Tem alguns livros que acho que são um pouco mal compreendidos pelos leitores, e "A Solidão dos Números Primos" de Paolo Giordano é um dos exemplos. Apesar de ter visto várias resenhas negativas sobre esse livro, posso dizer que eu adorei a leitura, e neste post explico os motivos.
Paolo Giordano é físico, especializado em Física de Partículas, e seu primeiro livro, “A Solidão dos Números Primos” foi traduzido em mais de trinta idiomas. Ele deu uma entrevista muito interessante sobre o estereótipo que temos de que cientistas não podem ser escritores e de que escritores são sempre de "Humanas". A entrevista está em inglês e pode ser lida aqui.
O romance narra a infância e a idade adulta de Mattia Balossino e de Alice Della Rocca que foram expostos a situações traumáticas que os seguiram até a idade adulta. Ambos são estranhos, semelhante à forma como os números primos são estranhos em relação aos outros números. Eles se tornam amigos, formando um relacionamento especial - tornando-se muito próximos, mas nunca românticos. O relacionamento deles é interrompido mas as circunstâncias os unem novamente e, embora se amem claramente, são incapazes de expressar suas emoções. Essa relação é comparada aos números primos: sempre juntos, mas nunca se tocando.
Quando tinha sete anos de idade, Alice é forçada pelo pai a ter aulas de esqui, embora ela odeie e não tenha nenhuma aptidão particular para o esporte. Uma manhã, Alice é separada do resto do grupo e cai de um penhasco, sofrendo ferimentos graves. Alice permanecerá aleijada pelo resto da vida.

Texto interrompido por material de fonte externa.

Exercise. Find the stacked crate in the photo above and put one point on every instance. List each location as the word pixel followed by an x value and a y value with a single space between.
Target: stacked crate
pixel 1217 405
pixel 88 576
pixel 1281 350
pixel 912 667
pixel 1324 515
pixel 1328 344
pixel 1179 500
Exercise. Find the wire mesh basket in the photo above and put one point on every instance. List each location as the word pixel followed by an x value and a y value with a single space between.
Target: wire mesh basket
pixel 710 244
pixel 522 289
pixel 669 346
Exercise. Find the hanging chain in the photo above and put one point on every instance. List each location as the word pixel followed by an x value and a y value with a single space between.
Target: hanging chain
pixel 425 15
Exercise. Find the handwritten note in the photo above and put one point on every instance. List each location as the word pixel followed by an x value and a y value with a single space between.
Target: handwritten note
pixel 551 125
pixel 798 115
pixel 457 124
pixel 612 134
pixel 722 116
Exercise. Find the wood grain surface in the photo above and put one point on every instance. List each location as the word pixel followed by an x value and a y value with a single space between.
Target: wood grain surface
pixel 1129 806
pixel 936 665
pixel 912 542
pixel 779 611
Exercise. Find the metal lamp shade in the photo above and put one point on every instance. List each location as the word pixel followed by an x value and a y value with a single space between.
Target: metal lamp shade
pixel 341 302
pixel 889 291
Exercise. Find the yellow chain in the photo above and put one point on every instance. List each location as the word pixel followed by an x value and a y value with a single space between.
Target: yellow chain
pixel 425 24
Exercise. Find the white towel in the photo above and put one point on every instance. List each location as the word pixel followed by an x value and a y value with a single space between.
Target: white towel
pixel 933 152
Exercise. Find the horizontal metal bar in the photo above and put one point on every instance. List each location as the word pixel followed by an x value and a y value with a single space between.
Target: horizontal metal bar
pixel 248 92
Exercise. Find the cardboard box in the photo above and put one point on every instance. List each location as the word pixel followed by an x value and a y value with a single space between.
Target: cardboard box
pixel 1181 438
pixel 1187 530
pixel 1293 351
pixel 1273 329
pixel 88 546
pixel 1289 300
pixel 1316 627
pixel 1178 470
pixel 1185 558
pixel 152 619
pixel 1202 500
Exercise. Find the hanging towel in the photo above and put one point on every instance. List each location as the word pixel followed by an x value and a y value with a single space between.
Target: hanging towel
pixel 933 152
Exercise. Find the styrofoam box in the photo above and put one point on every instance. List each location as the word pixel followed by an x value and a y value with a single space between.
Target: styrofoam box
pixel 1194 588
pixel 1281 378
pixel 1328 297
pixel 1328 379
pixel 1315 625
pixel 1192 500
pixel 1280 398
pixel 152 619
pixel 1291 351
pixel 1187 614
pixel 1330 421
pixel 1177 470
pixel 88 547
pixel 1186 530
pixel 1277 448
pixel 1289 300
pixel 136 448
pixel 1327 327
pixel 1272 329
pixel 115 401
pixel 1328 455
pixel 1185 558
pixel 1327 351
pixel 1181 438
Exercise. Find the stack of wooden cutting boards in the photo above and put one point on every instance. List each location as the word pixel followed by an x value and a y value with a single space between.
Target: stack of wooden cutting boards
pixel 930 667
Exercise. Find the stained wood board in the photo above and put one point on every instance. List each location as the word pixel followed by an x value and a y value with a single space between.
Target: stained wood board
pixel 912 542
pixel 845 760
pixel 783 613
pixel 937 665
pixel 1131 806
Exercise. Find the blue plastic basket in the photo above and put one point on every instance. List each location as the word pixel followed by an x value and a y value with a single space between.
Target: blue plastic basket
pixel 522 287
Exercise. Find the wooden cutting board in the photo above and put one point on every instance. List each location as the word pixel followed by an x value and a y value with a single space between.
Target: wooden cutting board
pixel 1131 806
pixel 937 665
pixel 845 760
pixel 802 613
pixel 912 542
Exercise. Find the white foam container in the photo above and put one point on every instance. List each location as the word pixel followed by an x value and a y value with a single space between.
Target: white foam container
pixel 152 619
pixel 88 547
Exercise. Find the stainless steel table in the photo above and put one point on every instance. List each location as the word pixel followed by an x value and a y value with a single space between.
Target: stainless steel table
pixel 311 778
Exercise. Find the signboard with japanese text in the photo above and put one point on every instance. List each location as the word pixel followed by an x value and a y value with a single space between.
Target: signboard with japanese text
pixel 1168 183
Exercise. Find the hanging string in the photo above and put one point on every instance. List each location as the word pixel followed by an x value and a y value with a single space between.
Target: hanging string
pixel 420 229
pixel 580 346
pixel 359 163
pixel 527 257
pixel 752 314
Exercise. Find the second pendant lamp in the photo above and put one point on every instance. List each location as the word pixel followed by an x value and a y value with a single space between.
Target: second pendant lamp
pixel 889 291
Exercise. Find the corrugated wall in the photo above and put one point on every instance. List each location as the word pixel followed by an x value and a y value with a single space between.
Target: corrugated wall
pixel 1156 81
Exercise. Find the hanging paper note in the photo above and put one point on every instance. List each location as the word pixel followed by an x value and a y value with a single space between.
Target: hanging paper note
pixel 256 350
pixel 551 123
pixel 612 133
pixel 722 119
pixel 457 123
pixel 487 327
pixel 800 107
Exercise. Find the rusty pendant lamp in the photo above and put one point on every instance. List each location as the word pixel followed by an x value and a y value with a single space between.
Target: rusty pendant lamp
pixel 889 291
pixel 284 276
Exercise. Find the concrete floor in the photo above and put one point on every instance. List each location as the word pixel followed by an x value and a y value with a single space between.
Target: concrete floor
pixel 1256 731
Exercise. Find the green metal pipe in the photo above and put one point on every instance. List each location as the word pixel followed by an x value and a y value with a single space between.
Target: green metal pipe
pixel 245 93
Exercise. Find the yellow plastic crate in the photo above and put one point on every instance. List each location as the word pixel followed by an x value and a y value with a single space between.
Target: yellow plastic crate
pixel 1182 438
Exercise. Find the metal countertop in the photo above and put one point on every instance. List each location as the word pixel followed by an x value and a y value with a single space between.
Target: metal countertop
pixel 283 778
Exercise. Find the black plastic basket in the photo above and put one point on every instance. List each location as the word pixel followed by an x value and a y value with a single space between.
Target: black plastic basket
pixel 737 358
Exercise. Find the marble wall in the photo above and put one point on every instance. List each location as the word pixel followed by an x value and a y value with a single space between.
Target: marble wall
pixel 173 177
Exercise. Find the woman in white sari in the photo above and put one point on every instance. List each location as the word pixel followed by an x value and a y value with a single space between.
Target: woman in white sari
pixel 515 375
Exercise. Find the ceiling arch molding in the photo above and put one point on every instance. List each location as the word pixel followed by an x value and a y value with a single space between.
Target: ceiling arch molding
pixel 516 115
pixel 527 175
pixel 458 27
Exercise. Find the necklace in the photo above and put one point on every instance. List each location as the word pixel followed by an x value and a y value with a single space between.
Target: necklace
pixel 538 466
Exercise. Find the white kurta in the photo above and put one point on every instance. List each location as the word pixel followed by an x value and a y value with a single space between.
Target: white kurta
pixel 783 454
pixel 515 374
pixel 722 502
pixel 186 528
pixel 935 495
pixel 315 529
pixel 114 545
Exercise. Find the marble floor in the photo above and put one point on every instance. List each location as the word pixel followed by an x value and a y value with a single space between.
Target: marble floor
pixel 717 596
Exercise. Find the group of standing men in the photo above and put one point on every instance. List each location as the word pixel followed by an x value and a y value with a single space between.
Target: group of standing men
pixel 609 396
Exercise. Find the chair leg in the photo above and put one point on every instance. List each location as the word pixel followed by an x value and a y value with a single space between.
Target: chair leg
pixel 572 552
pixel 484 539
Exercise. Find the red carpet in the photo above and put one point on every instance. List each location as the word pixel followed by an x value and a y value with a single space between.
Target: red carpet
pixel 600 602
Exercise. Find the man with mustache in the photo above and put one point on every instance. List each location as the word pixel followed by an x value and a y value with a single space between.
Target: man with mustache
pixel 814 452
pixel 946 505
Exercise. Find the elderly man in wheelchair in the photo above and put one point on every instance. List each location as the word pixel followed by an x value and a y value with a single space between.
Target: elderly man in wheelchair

Mattia é uma criança talentosa e inteligente, ao contrário de sua irmã gêmea Michela, que sofre de uma forma grave de retardo mental. Isolado do resto de seus colegas por causa de sua irmã, Mattia vive sua infância em solidão. Quando ele e sua irmã são convidados para a festa de aniversário de um colega de classe, Mattia deixa Michela em um parque para que ele possa participar da festa sem ela. Após seu retorno ao parque, algumas horas depois, Michela desapareceu, talvez se afogou em um lago próximo, e nunca é encontrado, apesar de uma busca e investigação policial.
O relacionamento entre Alice e Mattia e a forma como Giordano fala de suas emoções me lembrou muito "A Insustentável Leveza do Ser" de Milan Kundera. Ao mesmo tempo que é delicado, também pode ser denso e profundo. Enquanto Alice quer ser aceita, Mattia apenas se esquiva e vive sua vida de acordo com as fórmulas matemáticas. A amizade deles é forte, mas silenciosa e sem toque. Ela não pode abri-lo e ele não sabe como se abrir para ninguém.
O número de Mattia: 2760889966649O número de Alice: 2760889966651
Se você não quer ler spoilers, sugiro pular o próximo parágrafo.
O leitor não pode esperar um final fechadinho, tampouco criar a expectativa de que Mattia e Alice vão ficar juntos. O próprio nome do livro já conta o final da estória: eles vivem em solidão, desconectados, sempre com um número os separando, ou seja, há sempre um pensamento, um sentimento ou algo que os impede de se aproximarem - e esta é exatamente a beleza do enredo. Assim como os números primos, Mattia e Alice seguem jornadas paralelas que nunca se interconectam.
Na minha opinião, este livro não é sobre o amor, e daí faz todo o sentido que Mattia e Alice não fiquem juntos. Sinto que é um livro sobre a condição solitária de todos os seres humanos, principalmente daqueles que não conseguem superar as tragédias que acontecem em suas vidas. Há um abismo em Alice e em Mattia que é instransponível.
Eles chegam a perceber que poderiam desenvolver algum tipo de relacionamento amoroso, mas não conseguem encontrar as palavras, os gestos e as formas de fazer isso. A mim, ver Alice aceitando sua anorexia, mesmo que isso desencadeie o divórcio com Fábio, me doeu bastante. Mas achei ainda mais difícil ler as partes de Mattias, com sua vida tão árida e monótona, como se estivesse morrendo aos poucos.
Além disso, acho que as resenhas negativas também podem ter vindo de leitores que não estão acostumados com pessoas disfuncionais na vida real. As personagens são esquisitas, difíceis, perturbadoras, mas retratam muito fielmente as experiências traumáticas de "gente de verdade" e eu mesma me identifiquei em muitos trechos da leitura.
Por isso, é uma leitura que eu recomendo para quem gosta deste tipo de reflexão e também para quem não se importa de ler um livro sem final.